Poznańscy naukowcy z Uniwersytetu im. Adama Mickiewicza dysponują prawdopodobnie najdalej na północ wysuniętą stałą polską placówką badawczą. Kilka dni temu zakończyli budowę stacji polarnej na wyspie Spitsbergen.
Stację od bieguna północnego dzieli ok 1,3 tys. km. Położona jest na końcu Billefiordu w zatoce Petunia. Składa się z budowanych niemal przez cały lipiec dwóch domków o powierzchni 10 m kw. każdy, oddalonych od siebie o 10 m.

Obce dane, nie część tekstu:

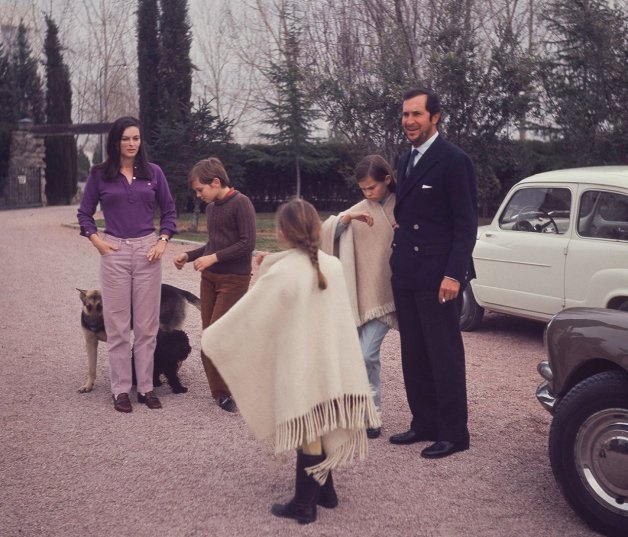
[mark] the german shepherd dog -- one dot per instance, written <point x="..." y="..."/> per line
<point x="171" y="317"/>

- Do 2010 roku mieliśmy możliwość nocowania w starej traperskiej chatce, która jednak została nam odebrana - opowiada glacjolog z Wydziału Nauk Geograficznych i Geologicznych UAM, Jakub Małecki.- Przez pewien czas mieszkaliśmy w namiotach. Nowa stacja daje nam solidne cztery ściany, w których można spać, mamy tam ciepło i możemy w spokoju prowadzić badania - opisuje.
Mieszkać i pracować w komfortowych warunkach
Naukowiec dodał, że w stacji polarnej może jednocześnie mieszkać i pracować, w dość komfortowych warunkach, aż ośmiu naukowców. - Nie będzie tam specjalnych wygód. Wystarczy nam miękkie łóżko z ciepłym śpiworem, stolik i miejsce na kuchenkę zasilaną gazem. Nie będzie też bieżącej wody. Będziemy ją czerpać z rzeczki, prąd będziemy mieli przez kilka godzin dziennie , wykorzystujemy do tego agregat prądotwórczy - wyjaśnił glacjolog.

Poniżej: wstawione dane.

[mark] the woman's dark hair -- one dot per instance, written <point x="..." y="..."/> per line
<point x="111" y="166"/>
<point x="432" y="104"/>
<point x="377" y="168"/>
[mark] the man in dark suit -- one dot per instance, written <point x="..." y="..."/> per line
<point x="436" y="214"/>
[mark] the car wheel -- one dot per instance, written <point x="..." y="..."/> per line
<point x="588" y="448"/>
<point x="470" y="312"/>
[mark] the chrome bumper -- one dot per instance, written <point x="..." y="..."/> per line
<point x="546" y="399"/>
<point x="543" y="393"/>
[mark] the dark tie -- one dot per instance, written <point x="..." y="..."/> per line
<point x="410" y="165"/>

Koszt wybudowania bazy wyniósł ok. 100 tys. złotych. Materiały niezbędne do budowy dostarczył do zatoki Petunia na początku lipca polski statek MS "Horyzont II". Poznańskie badania w tym rejonie prowadzone są od 1983 roku. Jak wyjaśnił Małecki, dotyczą one reakcji różnych składników systemu polarnego na zmianę klimatu.